The developed e-Pharmacophore model was used to map ligands to assess whether they possessed pharmacophoric features essential for DprE1 inhibition. In our previous work, we had found some piperidone derivatives showing good antitubercular activity. We mapped all those 25 compounds on the developed e-Pharmacophore model and found none of the compounds had even two matching features. The best compound was R7 ((3E,5E)‐3,5‐Bis(furan‐2‐ylmethylidene)‐4‐(2‐phenylhydrazinylidene)piperidine) with one match and a phase screen score of 0.245. The detailed design strategy is depicted in Fig. 3, where we found that if -NH group of piperidone ring could be substituted, it could increase the matches. As discussed in “Introduction”, benzimidazole derivatives have been reported as DprE1 inhibitors with potent antitubercular activity; hence, we added benzimidazole ring system and this indeed led to increasing in the matches of features as well as phase screen score. All the 25 derivatives were substituted with 1H-benzo[d]imidazol-2-yl)methyl group. This exercise led to an increase in the number of matches to three out of four features. N6 pharmacophoric did not match, but there was a substantial increase in the phase screen score of the compounds. We decided to synthesize all those compounds which had at least three matches and a phase screen score more than 1.60 and twelve compounds passed this test. Derivative B1, i.e. (3E,5E)-1-((1H-benzo[d]imidazol-2-yl)methyl)-3,5-bis(furan-2-ylmethylene)piperidin-4-one, showed the highest screen score of 1.84 while compound B4, i.e. 2-((3E,5E)-1-((1H-benzo[d]imidazol-2-yl)methyl)-3,5-bis(furan-2-ylmethylene)piperidin-4-ylidene)hydrazine-1-carbothioamide, showed the least screen score of 1.60. The rest of the compounds had a phase screen score between 1.84 and 1.60 as shown in Table 1.

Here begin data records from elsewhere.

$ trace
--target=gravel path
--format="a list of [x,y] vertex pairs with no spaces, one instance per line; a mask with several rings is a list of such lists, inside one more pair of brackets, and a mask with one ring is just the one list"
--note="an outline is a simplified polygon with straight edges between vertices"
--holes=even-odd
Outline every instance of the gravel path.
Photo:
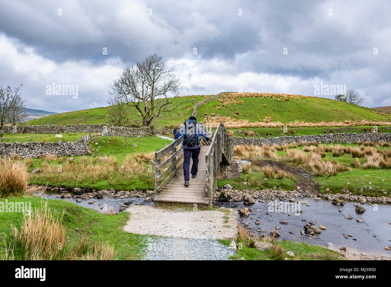
[[219,210],[168,209],[152,205],[131,205],[124,230],[138,234],[198,239],[226,239],[235,242],[238,236],[238,211],[229,215]]
[[145,260],[227,260],[235,253],[212,239],[176,237],[150,238]]

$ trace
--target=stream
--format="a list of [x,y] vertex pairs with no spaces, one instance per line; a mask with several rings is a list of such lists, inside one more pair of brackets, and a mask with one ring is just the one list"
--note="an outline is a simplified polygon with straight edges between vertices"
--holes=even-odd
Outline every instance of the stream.
[[[54,199],[59,194],[57,193],[50,193],[47,196],[48,198]],[[153,201],[144,202],[144,198],[93,198],[83,200],[81,202],[77,202],[72,198],[60,200],[70,201],[100,212],[103,212],[104,209],[104,209],[106,204],[109,210],[112,209],[115,213],[118,213],[120,204],[129,206],[133,204],[153,204]],[[91,200],[95,203],[88,203]],[[277,231],[281,236],[278,238],[278,240],[286,239],[305,242],[329,248],[331,246],[333,250],[338,251],[340,251],[340,247],[345,246],[346,252],[349,253],[359,254],[364,253],[368,255],[391,257],[391,251],[384,249],[384,247],[391,245],[391,206],[348,201],[344,206],[341,206],[333,205],[331,201],[323,199],[316,200],[307,198],[300,200],[308,201],[309,206],[301,204],[300,209],[303,212],[297,216],[294,215],[294,212],[270,212],[268,210],[269,203],[271,202],[270,200],[266,200],[264,203],[256,201],[255,203],[249,206],[245,205],[242,201],[214,202],[213,205],[218,207],[234,208],[238,210],[244,207],[252,209],[255,214],[254,212],[251,212],[250,215],[247,217],[239,215],[239,223],[243,225],[248,223],[249,228],[251,231],[260,232],[264,230],[265,234],[268,235],[275,226],[279,226],[281,229]],[[355,208],[357,205],[366,210],[363,214],[356,213]],[[342,212],[339,211],[340,209],[343,210]],[[353,218],[346,219],[344,217],[346,214],[353,216]],[[253,219],[251,219],[251,217]],[[356,219],[358,218],[362,218],[364,222],[356,221]],[[259,219],[260,222],[259,225],[255,224],[257,219]],[[288,221],[289,224],[279,223],[282,219]],[[304,226],[310,222],[314,222],[318,228],[320,225],[324,225],[326,229],[322,230],[320,234],[314,237],[307,234],[301,235],[300,230],[304,230]],[[263,233],[260,232],[258,234],[260,236]],[[347,234],[353,236],[346,239],[344,235]]]
[[[277,230],[281,234],[278,240],[305,242],[326,248],[332,246],[333,250],[338,251],[340,247],[346,246],[346,251],[349,253],[359,254],[364,253],[367,255],[391,257],[391,251],[384,249],[384,247],[391,245],[391,206],[348,202],[343,207],[333,205],[331,201],[326,200],[308,198],[300,200],[307,201],[310,206],[301,205],[300,209],[303,212],[297,216],[294,215],[294,212],[289,213],[291,216],[289,216],[288,212],[269,212],[268,203],[271,202],[270,200],[266,200],[264,203],[256,201],[248,206],[242,201],[214,203],[219,207],[224,206],[239,210],[244,207],[253,209],[255,214],[251,212],[247,217],[239,215],[239,223],[243,225],[249,223],[248,227],[251,231],[263,229],[267,235],[275,226],[279,226],[281,229]],[[357,205],[366,209],[363,214],[356,214],[355,208]],[[374,210],[376,209],[374,208],[375,207],[377,207],[377,210]],[[342,212],[339,212],[340,209],[343,209]],[[344,217],[346,214],[353,216],[353,218],[346,219]],[[252,219],[250,218],[252,216]],[[356,221],[358,218],[362,219],[364,222]],[[256,219],[260,220],[259,225],[255,224]],[[282,219],[288,221],[289,224],[279,223]],[[300,230],[304,230],[304,226],[310,222],[314,222],[318,228],[320,225],[324,225],[326,229],[322,230],[320,234],[314,237],[305,233],[302,235]],[[258,234],[260,236],[263,233]],[[344,235],[347,234],[353,236],[346,239]]]

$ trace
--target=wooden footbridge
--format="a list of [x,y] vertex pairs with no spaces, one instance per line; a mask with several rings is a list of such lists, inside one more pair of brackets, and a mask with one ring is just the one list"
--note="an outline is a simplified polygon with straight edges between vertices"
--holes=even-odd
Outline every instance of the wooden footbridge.
[[[188,187],[183,185],[182,141],[181,136],[155,153],[155,206],[182,203],[193,206],[195,203],[198,207],[212,206],[220,164],[230,164],[232,159],[232,144],[226,130],[220,122],[210,144],[201,143],[197,176],[190,176]],[[192,164],[191,160],[190,169]]]

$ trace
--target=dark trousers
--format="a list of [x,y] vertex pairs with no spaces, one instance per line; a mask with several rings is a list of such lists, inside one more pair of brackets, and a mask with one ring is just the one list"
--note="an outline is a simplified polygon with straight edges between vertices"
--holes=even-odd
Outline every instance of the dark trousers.
[[183,176],[185,180],[190,180],[189,168],[190,166],[190,158],[193,160],[193,166],[190,173],[192,175],[195,175],[198,171],[198,155],[201,150],[201,148],[184,148],[183,157]]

Molecular docking and free binding energy calculations
Molecular docking study (XP mode) was done to understand the binding of the designed compounds with DprE1 protein. The docking protocol was validated by redocking the co-crystallized ligand at its reported binding site and then by calculating the RMS value by superimposing both the poses. As shown in Fig. 4, both poses of the co-crystallized ligand were similar to an RMS value of 0.5149.
The compounds were ranked by their docking score, and non-bonding amino acid interactions were compared with the co-crystallized ligand. As shown in Fig. 5f, the co-crystallized ligand showed H-bond interaction with LYS418 amino acid residue. It also showed hydrophobic interactions with TYR60, TRP230, PRO316, LEU317, LUE363, VAL365, PHE369 and CYS387 residues. It showed a docking score of − 6.728 and free binding energy of − 47.92 kcal/mol as computed by prime MM-GBSA and shown by MM-GBSA dG bind. Compound B1 which had the highest phase screen score also showed the highest docking score of − 7.644, even better than the co-crystallized ligand. The dG bind value of B1 was also more than − 49.64 kcal/mol. It also showed possible H-bond interactions with LYS418 residue and its other interactions were also like the co-crystallized ligand. The docking score for other five compounds like B2, B3, B4, B5 and B12 was more than − 6.0 and was comparable to the co-crystallized ligand. Compound B3 showed potential H-bond interaction with GLN336 residue and not with LYS418 residue. The rest of the compounds had docking scores below − 6.0 and more than − 2.50. Docking study and MM-GBSA free binding studies suggest that few of the designed compounds like B1, B2, B3, B4, B5 and B12 might form a stable complex with DprE1 protein. Ligand interaction diagram (2D) is depicted for the top five ranked compounds in Fig. 5a–e.
Chemistry
The reaction between piperidin-4-one (1) and 2-chloromethylbenzimidazole (2) resulted in the synthesis of 1-(1H-benzimidazol-2-ylmethyl)piperidin-4-one (3). In this reaction, chloro group of the 2-chloromethylbenzimidazole acts as a good leaving group. This leads to a nucleophilic attack on the methylene carbon of compound 2 by the secondary amine of 4-piperidone. Hydrochloric acid formed as a by-product of this reaction is neutralized by TEA thus driving the reaction forward. In the next step, intermediate 3 undergoes aldol condensation when treated with 2-furfural and NaOH to form an aldol product which upon loss of water molecule forms the first derivative B1. In the last step, B1 was treated with different substituted amines to yield compounds B2-B12 through sodium acetate catalysed Schiff’s reaction.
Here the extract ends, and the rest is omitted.